Kerajinan masyarakat berupa sulaman dan miniatur perahu phinisi dapat
dijadikan souvenir menarik dari lokasi ini.
Kajang adalah kampung adat yang menjadi pemukiman dengan rumah-rumah
adat khas Kajang. Masyarakatnya masih sangat terikat dengan adat
istiadat yang bersumber dari ajaran pasang/wasiat yang disebut
”Pasangnga Ri Kajang” yang dikomunikasikan lewat
”Ammatoa”
sebagai pemangku adat. Mereka hidup dalam kesederhanaan dengan pakaian
serba hitam dan bangunan rumah mereka dominan berwarna hitam dan mereka
hidup dengan melestarikan hutan sebagai warisan leluhur.
Pulau Selayar
terletak di arah tenggara dari daratan
semenanjung Sulawesi Selatan ini memiliki pantai berpasir dengan
panorama yang indah. Pulau yang berbentuk memanjang tapi sempit ini
dihuni oleh masyarakat Bugis dan Makassar. Mereka kebanyakan tinggal di
kawasan pantai barat Pulau Selayar atau di Benteng yang merupakan kota
utama di pulau ini. Beberapa kilometer di selatan Benteng terdapat
Benteng Bontobangun. Di dekat Pulau Selayar terdapat Pulau Pasi di mana
wisatawan dapat melakukan kegiatan air snorkeling. Di Selayar terdapat
juga rumah adat yang berarsitektur khas. Taka Bone Rate merupakan pulau
karang atol yang terletak di tenggara Pulau Selayar atau di utara Pulau
Bone Rate. Pulau atol Taka Bone Rate adalah yang terbesar ketiga di
dunia dengan luas sekitar 2220 km
2.
Kabupaten Sinjai merupakan daerah yang terletak di pantai timur
bagian selatan jazirah Sulawesi Selatan dan berada di kaki Gunung
Bawakaraeng, menyimpan potensi wisata bahari maupun wisata alam
berpemandangan yang tidak kalah menariknya dengan daerah lainnya. Selain
itu, sebagai daerah bekas wilayah gabungan antara Kerajaan Tellulimpoe
(Tondong, Bulo Bulo dan Lamatti) dengan Kerajaan Pitulimpoe (Turungeng,
Manimpahoi, Terasa, Pao, Manipi, Suka dan Bala Suka), tentunya menyimpan
benda – benda peninggalan sebagai tanda kejayaan kedua kerajaan
tersebut di masa lalu. Hal ini merupakan potensi wisata budaya yang
tiada nilainya.
Untuk wisata bahari daerah potensi pengembangan untuk wisata bahari
adalah Pulau – pulau Sembilan di Kecamatan Sinjai Utara, Pantai Lasia di
Kecamatan Sinjai Timur dan Desa Pattongko Kecamatan Tellulimpoe. Pulau –
pulau Sembilan terdiri dari 9 buah pulau yakni Pulau Burungloe, Pulau
Liang Liang, Pulau Kambuno, Pulau Kodingare, Pulau Batanglampe, Pulau
Katingdoang, Pulau Kanalo 1, Pulau Kanalo 2 dan Pulau Larearea yang
merupakan daerah potensial untuk dijadikan obyek wisata bahari.

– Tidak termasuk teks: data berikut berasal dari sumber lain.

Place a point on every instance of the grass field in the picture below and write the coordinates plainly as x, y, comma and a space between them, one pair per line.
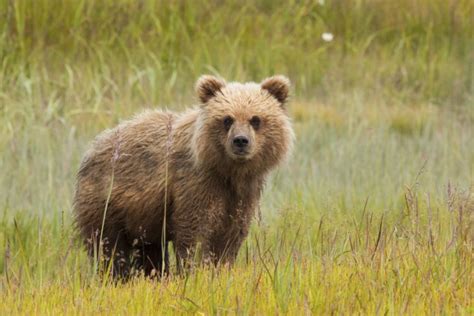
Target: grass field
373, 214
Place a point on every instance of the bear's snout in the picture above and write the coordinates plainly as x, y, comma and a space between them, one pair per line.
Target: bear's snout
240, 143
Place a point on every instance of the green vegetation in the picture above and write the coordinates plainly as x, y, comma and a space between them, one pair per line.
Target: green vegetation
374, 212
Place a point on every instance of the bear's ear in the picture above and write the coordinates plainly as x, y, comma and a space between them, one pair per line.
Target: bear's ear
207, 87
277, 86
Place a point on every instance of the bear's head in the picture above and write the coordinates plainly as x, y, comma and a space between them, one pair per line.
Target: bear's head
242, 127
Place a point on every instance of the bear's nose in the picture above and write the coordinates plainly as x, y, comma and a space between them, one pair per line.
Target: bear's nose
241, 142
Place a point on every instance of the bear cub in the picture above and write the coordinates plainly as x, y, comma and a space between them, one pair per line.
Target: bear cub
193, 179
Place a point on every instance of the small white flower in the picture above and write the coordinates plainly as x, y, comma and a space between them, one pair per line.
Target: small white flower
327, 37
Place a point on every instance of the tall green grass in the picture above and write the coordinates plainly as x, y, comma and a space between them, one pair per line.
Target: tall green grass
374, 211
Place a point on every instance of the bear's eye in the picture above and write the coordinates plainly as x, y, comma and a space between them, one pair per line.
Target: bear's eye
255, 122
228, 122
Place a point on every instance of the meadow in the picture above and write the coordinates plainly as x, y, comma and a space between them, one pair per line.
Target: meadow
373, 213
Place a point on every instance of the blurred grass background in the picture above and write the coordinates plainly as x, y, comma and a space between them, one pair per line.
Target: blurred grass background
384, 116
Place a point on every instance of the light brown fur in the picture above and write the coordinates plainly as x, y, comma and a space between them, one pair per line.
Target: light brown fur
178, 177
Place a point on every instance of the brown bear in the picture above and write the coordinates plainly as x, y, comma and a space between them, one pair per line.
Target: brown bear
193, 178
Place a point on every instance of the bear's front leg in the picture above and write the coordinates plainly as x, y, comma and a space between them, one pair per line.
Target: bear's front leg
191, 239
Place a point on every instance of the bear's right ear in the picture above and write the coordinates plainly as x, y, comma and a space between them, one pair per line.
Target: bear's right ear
278, 87
207, 87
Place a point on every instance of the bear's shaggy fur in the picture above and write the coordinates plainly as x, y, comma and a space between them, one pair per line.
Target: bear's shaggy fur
193, 178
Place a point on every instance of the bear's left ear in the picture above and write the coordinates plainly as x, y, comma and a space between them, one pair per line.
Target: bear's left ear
207, 86
277, 86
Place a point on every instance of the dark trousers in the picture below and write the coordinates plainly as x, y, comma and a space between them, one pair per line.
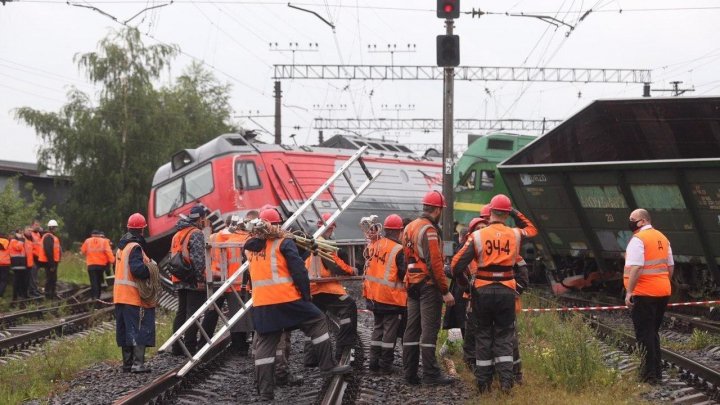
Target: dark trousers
33, 285
343, 307
647, 315
96, 274
494, 312
423, 325
384, 337
188, 303
50, 279
4, 275
134, 326
266, 351
20, 282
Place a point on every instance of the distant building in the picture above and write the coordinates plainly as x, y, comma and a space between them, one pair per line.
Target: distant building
56, 189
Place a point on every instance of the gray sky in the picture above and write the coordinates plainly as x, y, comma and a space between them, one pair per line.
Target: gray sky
38, 40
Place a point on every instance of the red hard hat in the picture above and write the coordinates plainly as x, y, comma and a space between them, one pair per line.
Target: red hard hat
136, 221
474, 223
271, 215
393, 221
324, 219
434, 199
501, 202
485, 211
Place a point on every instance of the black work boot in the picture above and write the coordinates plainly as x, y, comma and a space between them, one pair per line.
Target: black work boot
127, 358
139, 361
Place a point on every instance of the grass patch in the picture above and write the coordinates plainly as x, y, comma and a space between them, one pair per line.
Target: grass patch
47, 371
561, 365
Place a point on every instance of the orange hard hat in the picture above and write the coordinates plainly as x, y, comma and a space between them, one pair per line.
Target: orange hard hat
393, 221
136, 221
434, 199
271, 215
485, 211
501, 202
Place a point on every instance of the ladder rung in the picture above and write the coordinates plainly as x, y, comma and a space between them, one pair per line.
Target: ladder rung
202, 330
334, 199
347, 178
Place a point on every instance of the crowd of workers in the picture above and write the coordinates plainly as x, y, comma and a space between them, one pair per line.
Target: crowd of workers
405, 286
25, 252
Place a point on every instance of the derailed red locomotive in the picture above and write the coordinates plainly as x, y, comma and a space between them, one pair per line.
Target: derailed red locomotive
233, 174
581, 180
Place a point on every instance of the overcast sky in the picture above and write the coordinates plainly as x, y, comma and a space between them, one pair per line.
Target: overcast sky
678, 40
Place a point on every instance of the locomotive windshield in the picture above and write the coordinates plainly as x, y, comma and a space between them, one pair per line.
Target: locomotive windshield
183, 190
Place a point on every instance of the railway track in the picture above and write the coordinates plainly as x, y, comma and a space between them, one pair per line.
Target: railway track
690, 377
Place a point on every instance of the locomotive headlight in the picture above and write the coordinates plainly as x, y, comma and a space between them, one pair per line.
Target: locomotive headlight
181, 159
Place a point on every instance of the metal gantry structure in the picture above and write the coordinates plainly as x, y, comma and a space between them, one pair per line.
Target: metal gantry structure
434, 124
469, 73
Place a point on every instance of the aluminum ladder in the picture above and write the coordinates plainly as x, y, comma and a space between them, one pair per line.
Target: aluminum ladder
211, 303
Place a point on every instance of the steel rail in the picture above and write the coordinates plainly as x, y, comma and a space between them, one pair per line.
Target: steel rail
23, 340
14, 317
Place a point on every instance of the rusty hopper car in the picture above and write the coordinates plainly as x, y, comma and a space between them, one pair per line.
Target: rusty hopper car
580, 181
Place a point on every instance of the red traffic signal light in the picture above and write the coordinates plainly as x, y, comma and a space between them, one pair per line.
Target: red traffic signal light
448, 8
448, 50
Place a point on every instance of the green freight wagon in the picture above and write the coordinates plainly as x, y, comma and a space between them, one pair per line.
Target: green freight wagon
581, 180
476, 179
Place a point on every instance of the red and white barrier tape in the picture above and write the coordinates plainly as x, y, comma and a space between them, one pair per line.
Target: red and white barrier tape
611, 308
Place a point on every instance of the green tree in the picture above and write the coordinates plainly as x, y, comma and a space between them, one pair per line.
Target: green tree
112, 147
16, 212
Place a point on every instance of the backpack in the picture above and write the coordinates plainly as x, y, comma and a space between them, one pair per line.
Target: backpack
178, 267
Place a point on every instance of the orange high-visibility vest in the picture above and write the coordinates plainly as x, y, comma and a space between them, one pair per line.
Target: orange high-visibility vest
497, 248
4, 252
316, 269
232, 258
272, 283
180, 243
97, 251
654, 280
37, 243
417, 269
29, 252
16, 249
125, 290
381, 279
56, 249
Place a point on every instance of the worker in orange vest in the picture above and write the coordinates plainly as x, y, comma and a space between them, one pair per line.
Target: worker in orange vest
189, 241
98, 255
36, 239
281, 302
427, 289
223, 268
4, 263
19, 265
331, 297
648, 270
134, 318
385, 292
49, 258
496, 249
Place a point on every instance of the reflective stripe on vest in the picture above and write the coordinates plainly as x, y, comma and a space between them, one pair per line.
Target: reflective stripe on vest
276, 279
654, 277
484, 263
272, 283
125, 289
384, 289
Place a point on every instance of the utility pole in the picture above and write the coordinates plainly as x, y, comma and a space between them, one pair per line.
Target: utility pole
278, 112
448, 158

Benteng Balangnipa berjarak 2 km dari pusat kota Sinjai, terletak di
Kelurahan Balangnipa, Kecamatan Sinjai Utara. Pada awal dibangunnya
tahun 1560, benteng ini merupakan dasar yang bahannya berupa batu gunung
yang diikat oleh lumpur Sungai Tangka, tebal dinding siwali reppa
-setengah depa, berbentuk segi empat dan memiliki empat buah pertahanan
yang disebut bastion. Selanjutnya pada zaman penjajahan Belanda tahun
1864, direnovasi dengan model arsitektur Eropa dan selesai tahun 1868.

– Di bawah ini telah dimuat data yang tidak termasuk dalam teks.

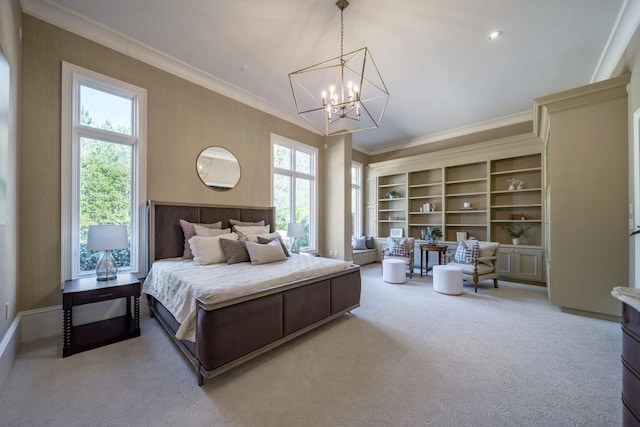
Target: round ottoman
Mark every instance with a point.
(393, 271)
(447, 280)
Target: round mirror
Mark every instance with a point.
(218, 168)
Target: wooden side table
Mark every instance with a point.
(424, 255)
(92, 335)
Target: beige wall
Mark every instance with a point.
(10, 21)
(183, 118)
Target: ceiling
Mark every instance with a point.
(444, 75)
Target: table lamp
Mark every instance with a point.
(295, 230)
(107, 238)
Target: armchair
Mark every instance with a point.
(400, 248)
(476, 265)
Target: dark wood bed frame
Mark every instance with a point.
(232, 332)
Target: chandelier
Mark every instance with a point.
(341, 95)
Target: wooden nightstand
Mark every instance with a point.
(91, 335)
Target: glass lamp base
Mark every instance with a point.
(107, 269)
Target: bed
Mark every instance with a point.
(228, 329)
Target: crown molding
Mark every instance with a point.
(453, 133)
(623, 29)
(98, 33)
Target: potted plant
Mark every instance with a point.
(393, 194)
(515, 233)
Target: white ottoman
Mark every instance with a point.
(447, 280)
(393, 271)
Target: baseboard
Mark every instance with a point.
(9, 347)
(601, 316)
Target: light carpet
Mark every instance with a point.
(407, 357)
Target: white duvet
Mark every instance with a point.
(177, 282)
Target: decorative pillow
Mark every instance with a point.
(245, 230)
(210, 232)
(207, 250)
(263, 254)
(370, 243)
(236, 222)
(397, 246)
(466, 252)
(235, 251)
(359, 243)
(189, 231)
(264, 239)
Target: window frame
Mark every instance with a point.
(72, 131)
(293, 174)
(357, 229)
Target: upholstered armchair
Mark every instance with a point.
(476, 264)
(400, 248)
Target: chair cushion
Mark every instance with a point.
(398, 246)
(466, 252)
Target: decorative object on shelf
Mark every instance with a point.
(395, 232)
(515, 184)
(106, 238)
(356, 98)
(515, 233)
(434, 234)
(393, 194)
(295, 230)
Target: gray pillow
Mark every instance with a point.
(189, 230)
(235, 251)
(359, 243)
(264, 254)
(267, 240)
(370, 243)
(236, 222)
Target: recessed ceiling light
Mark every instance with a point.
(495, 34)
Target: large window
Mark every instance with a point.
(103, 167)
(294, 188)
(356, 199)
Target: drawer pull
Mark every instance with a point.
(105, 295)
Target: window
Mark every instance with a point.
(294, 188)
(356, 199)
(103, 167)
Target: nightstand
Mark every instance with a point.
(91, 335)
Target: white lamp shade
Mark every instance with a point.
(295, 230)
(107, 237)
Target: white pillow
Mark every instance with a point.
(209, 232)
(265, 253)
(245, 230)
(207, 250)
(254, 237)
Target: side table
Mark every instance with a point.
(424, 255)
(96, 334)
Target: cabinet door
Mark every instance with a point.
(505, 263)
(528, 264)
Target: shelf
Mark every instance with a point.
(466, 181)
(435, 196)
(432, 184)
(479, 193)
(531, 205)
(524, 190)
(515, 171)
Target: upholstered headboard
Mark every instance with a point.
(166, 239)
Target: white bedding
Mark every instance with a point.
(177, 282)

Bone adalah ibukota kabupaten Bone. Adalah salah satu daerah yang
berada dipesisir Timur Sulawesi Selatan. Wisata budaya dan sejarahnya
sangat kaya. Antara lain rumah adat Bola Soba di Kelurahan Manurungnge,
Kecamatan Tanete Raittang. Rumah adat bugis yang terletak di pusat Kota
Watampone ini adalah bekas istana Panglima Perang Kerajaan Bone Andi
Baso Pagiling Putra Mahkota Raja Bone XXXX Lapawawoi Karaeng Sigeri.

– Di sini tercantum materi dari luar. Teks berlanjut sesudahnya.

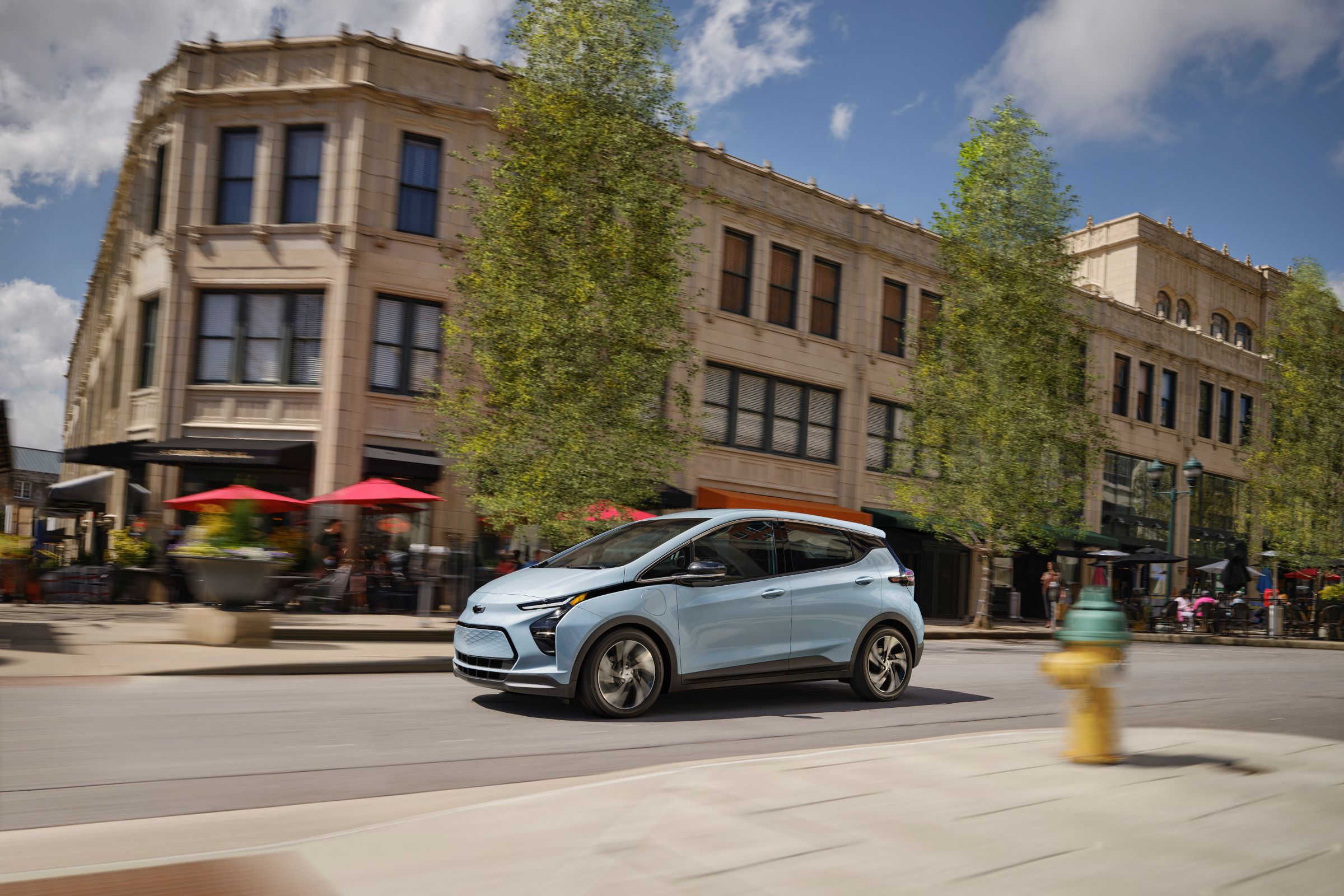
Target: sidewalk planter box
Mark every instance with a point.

Rumah tersebut dibangun akhir abad ke 19 atau tahun 1890. keberadaan
rumah panggung ini menunjukkan bahwa sejak masa lalu masyarakat Bone
telah menguasai pengetahuan teknik arsitektur dan sipil yang cukup
tinggi.
Museum Lapawawoi di pusat kota Watampone. Di museum ini tersimpan
peninggalan Kerajaan Bone dan benda-benda peninggalan Arung Palakka
seperti keris, patung, pakaian kerajaan, baju-baju adat dan foto-foto
keturunan Raja-raja Bone juga sarat dengan sejarah. Pernak-pernik itu
sangat indah dalam bentuk dan warnanya.
Untuk kegiatan wisata alam, Bone banyak memiliki gua-gua alam seperti
Gua Mampu di Desa Labbeng, yang memiliki stalagtit dan stalagmit
menyerupai bentuk makhluk sehingga muncul legenda Alleborenge Ri Mampu
atau kutukan Kerajaan Mampu. Legenda tentang kerajaan yang dikutuk
menjadi batu ini disampaikan secara turun temurun di tengah masyarakat
setempat dan menjadi daya tarik tersendiri bagi para pecinta alam.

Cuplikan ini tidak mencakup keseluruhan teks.